A try with the last play of the match by winger Chloe Rollie and the conversion by replacement outhalf Sarah Law with the last kick of the European qualifying tournament earned Scotland a place in the repechage against Samoa, Colombia and an Asian qualifier. Scotland will be warm favourites to advance to New Zealand.

The 20-18 defeat was a heartbreaking blow for the squad and marks a low point for Irish women’s rugby, as well as a damaging night for head coach Adam Griggs, the IRFU and the performance director David Nuicfora, as the sport in this country misses out on the exposure which would have ensued from competing in the World Cup.

Ireland should not be losing to Scotland, and certainly not to Spain, who beat Ireland 8-7 in the opening round before ultimately finishing bottom after Italy secured a bonus-point 34-10 win over them earlier in the day.

That secured automatic qualification for Italy, although in a cart-before-the-horse performance Ireland appeared to be chasing the bonus point from the off rather than the win (or draw) that would have earned a place in the repechage.

The failed campaign probably means there will be no more World Cups for the remarkable Lindsay Peat or the last two links with the 2013 Grand Slam, 2014 World Cup semi-final – after beating New Zealand – and the 2015 Six Nations title, Sene Naoupu and Claire Molloy, after brilliant careers.

“It’s devastating,” said Fiona Coghlan, the Grand Slam-winning captain, on RTÉ in the demoralising moments after the full-time whistle. “Obviously devastating for Irish rugby. What do you say? A competition that you were going in as favourites, you slip up in the first game, you recover in the second, you go into this game as favourites and you have to credit Scotland, they fought us to the bitter end and it’s a killer blow.

“It’s a low point for Irish rugby. The 2017 World Cup was a low point in Irish rugby, we’ve reached an even lower now by not going forward to the next World Cup.”

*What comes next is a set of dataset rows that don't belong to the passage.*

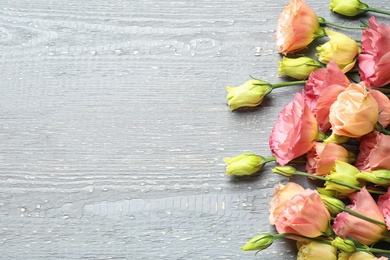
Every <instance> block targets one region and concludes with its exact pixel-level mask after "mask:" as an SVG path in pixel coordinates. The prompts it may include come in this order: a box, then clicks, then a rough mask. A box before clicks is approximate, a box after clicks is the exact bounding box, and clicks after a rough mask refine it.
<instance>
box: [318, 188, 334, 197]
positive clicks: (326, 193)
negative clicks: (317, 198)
mask: <svg viewBox="0 0 390 260" xmlns="http://www.w3.org/2000/svg"><path fill="white" fill-rule="evenodd" d="M316 189H317V191H318V193H319V194H320V195H325V196H328V197H335V195H336V194H337V192H336V191H334V190H327V189H325V188H324V187H317V188H316Z"/></svg>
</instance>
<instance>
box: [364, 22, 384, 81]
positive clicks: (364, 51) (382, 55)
mask: <svg viewBox="0 0 390 260" xmlns="http://www.w3.org/2000/svg"><path fill="white" fill-rule="evenodd" d="M368 23H369V25H370V27H369V28H366V29H364V31H363V37H362V52H361V53H360V54H359V56H358V64H359V73H360V78H361V80H362V81H368V82H370V84H372V85H374V86H376V87H382V86H384V85H387V84H389V83H390V73H389V71H390V26H389V25H386V24H378V23H377V21H376V19H375V16H373V17H371V18H370V19H369V20H368Z"/></svg>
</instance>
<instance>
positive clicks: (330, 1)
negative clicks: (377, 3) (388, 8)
mask: <svg viewBox="0 0 390 260" xmlns="http://www.w3.org/2000/svg"><path fill="white" fill-rule="evenodd" d="M365 8H368V5H367V4H365V3H363V2H361V1H359V0H331V1H330V5H329V9H330V10H331V11H332V12H335V13H338V14H342V15H345V16H356V15H358V14H361V13H365V12H367V11H366V10H364V9H365Z"/></svg>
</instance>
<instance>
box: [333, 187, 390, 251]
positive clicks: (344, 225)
mask: <svg viewBox="0 0 390 260" xmlns="http://www.w3.org/2000/svg"><path fill="white" fill-rule="evenodd" d="M349 198H350V199H351V201H352V202H353V204H352V205H349V206H347V207H348V208H349V209H351V210H353V211H356V212H358V213H360V214H362V215H364V216H367V217H369V218H372V219H375V220H378V221H381V222H384V217H383V214H382V211H381V210H380V209H379V207H378V205H377V204H376V202H375V200H374V199H373V198H372V197H371V195H370V193H368V191H367V189H366V188H365V187H363V188H362V189H361V190H360V191H359V192H355V193H353V194H350V195H349ZM333 230H334V231H335V233H336V234H337V235H338V236H340V237H341V238H347V237H348V238H352V239H355V240H357V241H359V242H360V243H363V244H365V245H371V244H374V243H376V242H378V241H379V240H381V239H382V238H383V234H382V233H383V232H385V231H386V227H385V226H383V225H380V224H376V223H372V222H369V221H367V220H363V219H361V218H358V217H355V216H353V215H350V214H349V213H347V212H345V211H344V212H342V213H339V214H338V215H337V216H336V219H335V220H334V223H333Z"/></svg>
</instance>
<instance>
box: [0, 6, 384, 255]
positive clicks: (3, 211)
mask: <svg viewBox="0 0 390 260" xmlns="http://www.w3.org/2000/svg"><path fill="white" fill-rule="evenodd" d="M307 2H308V3H309V4H310V5H311V6H312V7H313V9H314V10H315V11H316V12H317V13H318V14H319V15H321V16H324V17H326V18H330V19H331V20H333V21H340V19H339V17H337V16H335V15H334V14H332V13H330V11H329V10H328V4H329V3H328V1H315V0H310V1H309V0H308V1H307ZM284 4H285V1H280V0H263V1H257V0H255V1H244V0H226V1H222V0H200V1H190V0H187V1H163V0H140V1H135V0H134V1H133V0H128V1H125V0H119V1H91V0H87V1H77V0H69V1H59V0H52V1H42V0H29V1H28V0H3V1H2V3H1V6H0V61H1V72H0V76H1V77H0V78H1V80H0V106H1V112H2V113H1V123H0V126H1V132H0V136H1V142H2V145H1V148H0V167H1V174H0V234H1V235H0V252H1V253H0V254H1V256H0V258H1V259H294V258H295V244H294V243H288V242H286V241H277V242H275V244H274V245H272V246H271V247H270V248H268V249H267V250H265V251H262V252H260V253H259V254H258V255H257V256H255V253H254V252H242V251H241V250H240V246H242V245H243V244H244V243H245V242H247V240H248V239H250V238H251V237H252V236H254V235H256V234H258V233H263V232H271V233H274V232H275V231H274V228H273V227H271V226H270V225H268V220H267V219H268V204H269V201H270V200H271V198H272V192H273V188H274V186H275V185H276V184H277V183H278V182H280V181H282V182H286V181H287V180H286V179H285V178H284V177H281V176H276V175H273V174H272V173H271V172H270V169H271V167H273V166H274V165H269V166H266V167H265V170H264V171H263V173H261V174H260V175H256V176H253V177H251V178H241V179H239V178H229V177H226V176H225V164H224V162H223V158H224V157H231V156H235V155H238V154H240V153H243V152H247V151H252V152H255V153H258V154H262V155H265V156H268V155H270V151H269V148H268V137H269V134H270V132H271V129H272V126H273V123H274V122H275V120H276V116H277V115H278V113H279V112H280V110H281V108H282V107H283V106H284V105H285V104H287V102H289V101H290V100H291V99H292V97H293V94H294V93H295V92H296V91H300V89H301V88H302V87H301V86H295V87H291V88H285V89H278V90H277V91H274V92H273V93H272V95H271V96H269V98H268V99H266V100H265V102H264V103H263V104H262V105H261V107H260V108H259V109H255V110H251V111H246V112H232V111H230V108H229V107H228V106H227V104H226V100H225V97H226V90H225V87H226V85H232V86H236V85H240V84H241V83H243V82H244V81H246V80H247V79H249V76H250V75H252V76H254V77H258V78H261V79H263V80H266V81H269V82H273V83H275V82H279V81H282V80H284V79H283V78H279V77H278V75H277V61H278V60H280V56H279V55H278V54H277V52H276V47H275V42H274V33H275V29H276V24H277V18H278V16H279V13H280V12H281V11H282V10H283V8H284ZM369 4H370V5H372V6H375V7H378V8H385V9H386V7H388V1H370V3H369ZM367 17H368V16H366V17H364V18H367ZM379 17H382V18H383V16H379ZM379 20H380V19H379ZM345 23H346V24H353V23H354V21H346V22H345ZM317 43H318V42H317Z"/></svg>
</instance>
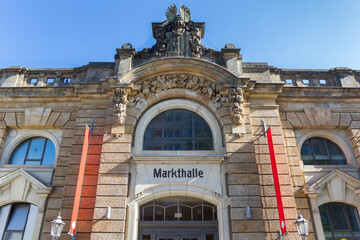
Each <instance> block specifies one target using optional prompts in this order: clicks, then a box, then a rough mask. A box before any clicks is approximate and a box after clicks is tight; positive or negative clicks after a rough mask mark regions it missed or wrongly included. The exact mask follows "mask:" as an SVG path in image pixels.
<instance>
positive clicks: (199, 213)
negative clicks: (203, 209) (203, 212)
mask: <svg viewBox="0 0 360 240" xmlns="http://www.w3.org/2000/svg"><path fill="white" fill-rule="evenodd" d="M193 220H194V221H202V206H197V207H194V208H193Z"/></svg>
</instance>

Leinster fans celebrate a try during the United Rugby Championship game against the Vodafone Bulls at the Aviva Stadium. Photograph: Ryan Byrne/Inpho
Leinster fans celebrate a try during the United Rugby Championship game against the Vodafone Bulls at the Aviva Stadium. Photograph: Ryan Byrne/Inpho

As those events were unfolding, a highly motivated Leinster were on course for an impressive first outing in the URC, the Pro14 four-in-a-row champions beating the Bulls, who retained their Currie Cup crown a fortnight ago, by 31-3.

Munster, the Pro14 runners-up, followed that up with a six tries to two, 42-17 win over the Sharks, beaten finalists in the Currie Cup.

Yet there was enough in both of the performances by the South African franchises to suggest they will be competitive in the rebranded competition. Leo Cullen admitted that the scoreline did not reflect the contest, attended by 19,419.

Noting that the Bulls would have celebrated their Currie Cup success and had time off before travelling to Europe, Cullen said: “I wouldn’t say it was easy. You look at some of our players and they are pretty exhausted in the dressingroom after it and they were pretty exhausted if you looked at them at different stages of the game as well.

“There was a big swing just before half-time when we managed to hold them out and gave away a few penalties and we rode our luck a bit, so I don’t think the score really reflected the game. I wouldn’t be underestimating the Bulls in the future. They are a very dangerous team.”

Allowances also had to made for home advantage, especially given the travel distance.

“It’s so strange for some of their guys travelling here, a lot of them for the first time,” said Cullen. “We got that when we played the Cheetahs the first time we went to Bloemfontein, ” he added, in reference to a 38-19 defeat in September 2017. “I’ve never been to Pretoria myself but from what I gather it’s an intimidating atmosphere and particularly when they have supporters back.”